Los días se me hacen eternos. No hay forma de medir el tiempo, salvo por la comida que me lanzan de mala gana: un trozo de pan duro o un cuenco con agua sucia. Duermo a ratos, sobresaltada por los chillidos de los prisioneros y el crujir de las ratas que pelean por las sobras. El miedo me atenaza tanto que, por momentos, pienso que estoy perdiendo la cabeza.

Al tercer día, ya sin fuerzas, me rindo. Estoy hecha un ovillo en el suelo, con los labios partidos y la mente resbalando hacia un lugar oscuro. Es entonces cuando la puerta de la celda chirría. La luz del pasillo me ciega por un instante.

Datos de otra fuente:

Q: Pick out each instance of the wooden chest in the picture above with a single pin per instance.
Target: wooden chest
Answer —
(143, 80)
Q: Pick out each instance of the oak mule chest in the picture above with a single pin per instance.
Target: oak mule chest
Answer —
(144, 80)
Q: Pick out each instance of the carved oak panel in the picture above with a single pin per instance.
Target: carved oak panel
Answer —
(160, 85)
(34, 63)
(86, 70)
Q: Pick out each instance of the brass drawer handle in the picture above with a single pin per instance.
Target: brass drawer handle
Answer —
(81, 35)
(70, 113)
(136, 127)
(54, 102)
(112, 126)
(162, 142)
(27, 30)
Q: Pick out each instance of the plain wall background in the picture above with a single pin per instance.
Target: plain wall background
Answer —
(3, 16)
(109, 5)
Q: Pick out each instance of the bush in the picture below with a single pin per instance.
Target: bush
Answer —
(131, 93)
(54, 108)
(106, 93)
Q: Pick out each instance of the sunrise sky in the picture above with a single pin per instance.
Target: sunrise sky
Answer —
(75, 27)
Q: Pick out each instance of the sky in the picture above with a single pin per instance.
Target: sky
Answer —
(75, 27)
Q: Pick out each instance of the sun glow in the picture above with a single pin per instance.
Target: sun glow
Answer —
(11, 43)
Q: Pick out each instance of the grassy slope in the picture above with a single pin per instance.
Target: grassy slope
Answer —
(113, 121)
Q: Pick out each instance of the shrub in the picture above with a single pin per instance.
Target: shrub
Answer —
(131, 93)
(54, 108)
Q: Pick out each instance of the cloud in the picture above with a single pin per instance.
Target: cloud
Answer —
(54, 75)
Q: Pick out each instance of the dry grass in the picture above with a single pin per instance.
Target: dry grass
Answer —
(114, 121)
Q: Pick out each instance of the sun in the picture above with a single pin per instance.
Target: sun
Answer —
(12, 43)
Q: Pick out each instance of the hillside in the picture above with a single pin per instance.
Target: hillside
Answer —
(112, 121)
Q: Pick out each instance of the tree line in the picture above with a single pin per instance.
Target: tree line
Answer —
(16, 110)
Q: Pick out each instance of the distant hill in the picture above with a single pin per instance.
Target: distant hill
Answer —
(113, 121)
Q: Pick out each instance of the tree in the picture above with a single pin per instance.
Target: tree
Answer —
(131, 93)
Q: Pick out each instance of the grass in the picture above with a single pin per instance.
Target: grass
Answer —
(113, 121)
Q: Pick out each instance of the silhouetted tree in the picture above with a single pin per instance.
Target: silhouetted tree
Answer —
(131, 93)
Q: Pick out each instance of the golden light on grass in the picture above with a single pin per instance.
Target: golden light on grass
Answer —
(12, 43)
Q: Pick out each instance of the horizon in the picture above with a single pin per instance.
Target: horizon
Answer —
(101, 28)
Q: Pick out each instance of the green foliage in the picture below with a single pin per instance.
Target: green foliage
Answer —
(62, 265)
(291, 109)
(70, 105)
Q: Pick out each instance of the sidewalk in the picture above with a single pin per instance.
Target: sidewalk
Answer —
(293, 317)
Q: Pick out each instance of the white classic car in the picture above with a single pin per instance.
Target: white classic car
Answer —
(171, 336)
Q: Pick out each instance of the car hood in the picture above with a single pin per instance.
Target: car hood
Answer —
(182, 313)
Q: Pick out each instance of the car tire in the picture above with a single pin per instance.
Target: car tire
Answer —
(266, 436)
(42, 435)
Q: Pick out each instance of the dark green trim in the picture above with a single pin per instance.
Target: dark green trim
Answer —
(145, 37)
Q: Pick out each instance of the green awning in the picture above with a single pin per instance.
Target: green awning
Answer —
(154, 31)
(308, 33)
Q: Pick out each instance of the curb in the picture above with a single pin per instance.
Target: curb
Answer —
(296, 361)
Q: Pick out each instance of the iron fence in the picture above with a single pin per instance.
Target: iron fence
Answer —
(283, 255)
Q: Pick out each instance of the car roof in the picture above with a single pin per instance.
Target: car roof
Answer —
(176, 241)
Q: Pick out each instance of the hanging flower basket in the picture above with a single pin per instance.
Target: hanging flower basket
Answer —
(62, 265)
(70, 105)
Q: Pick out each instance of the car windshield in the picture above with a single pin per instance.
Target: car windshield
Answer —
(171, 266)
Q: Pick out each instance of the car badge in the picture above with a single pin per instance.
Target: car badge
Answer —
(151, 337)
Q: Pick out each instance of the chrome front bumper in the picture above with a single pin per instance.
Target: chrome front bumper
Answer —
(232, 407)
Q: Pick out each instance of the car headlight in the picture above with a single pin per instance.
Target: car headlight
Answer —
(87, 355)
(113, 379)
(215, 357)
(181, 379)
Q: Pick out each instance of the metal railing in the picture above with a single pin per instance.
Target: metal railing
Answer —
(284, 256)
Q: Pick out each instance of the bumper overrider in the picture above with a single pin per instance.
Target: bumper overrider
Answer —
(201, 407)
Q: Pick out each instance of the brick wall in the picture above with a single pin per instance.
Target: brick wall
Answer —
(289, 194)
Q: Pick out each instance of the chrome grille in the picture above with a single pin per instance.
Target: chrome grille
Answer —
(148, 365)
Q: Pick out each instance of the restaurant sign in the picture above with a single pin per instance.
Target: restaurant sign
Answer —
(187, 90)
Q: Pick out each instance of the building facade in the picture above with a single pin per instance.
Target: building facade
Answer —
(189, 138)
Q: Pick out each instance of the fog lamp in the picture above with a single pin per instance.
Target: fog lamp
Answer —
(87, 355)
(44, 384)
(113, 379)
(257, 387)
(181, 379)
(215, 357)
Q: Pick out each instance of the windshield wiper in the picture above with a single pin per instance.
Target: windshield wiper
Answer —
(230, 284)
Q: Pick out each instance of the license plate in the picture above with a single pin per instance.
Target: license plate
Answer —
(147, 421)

—Arriba —ordena una voz grave.

Un guardia me agarra del brazo y me levanta a la fuerza. Las piernas me tiemblan tanto que apenas puedo mantenerme en pie, pero aun así me empujan hacia adelante. Avanzamos por pasillos interminables, donde el olor cambia poco a poco: del hedor del encierro al incienso ligero que parece impregnar la casa.

Me llevan hasta unas enormes puertas de madera tallada. El corazón me da un vuelco. Sé lo que viene. El guardia las abre y el aire cambia de golpe: fresco, amplio, cargado de poder.

Frente a mí está él, sentado en el centro de la sala: el Alfa Lucien.

Su sola presencia llena la sala. Alto, imponente, con unos ojos que parecen leer hasta lo más profundo de tu alma. Siento que las cadenas que me aprietan las muñecas pesan todavía más. Trago saliva, intentando no mostrar el miedo que me corroe por dentro, pero es inútil: él puede oler mi miedo.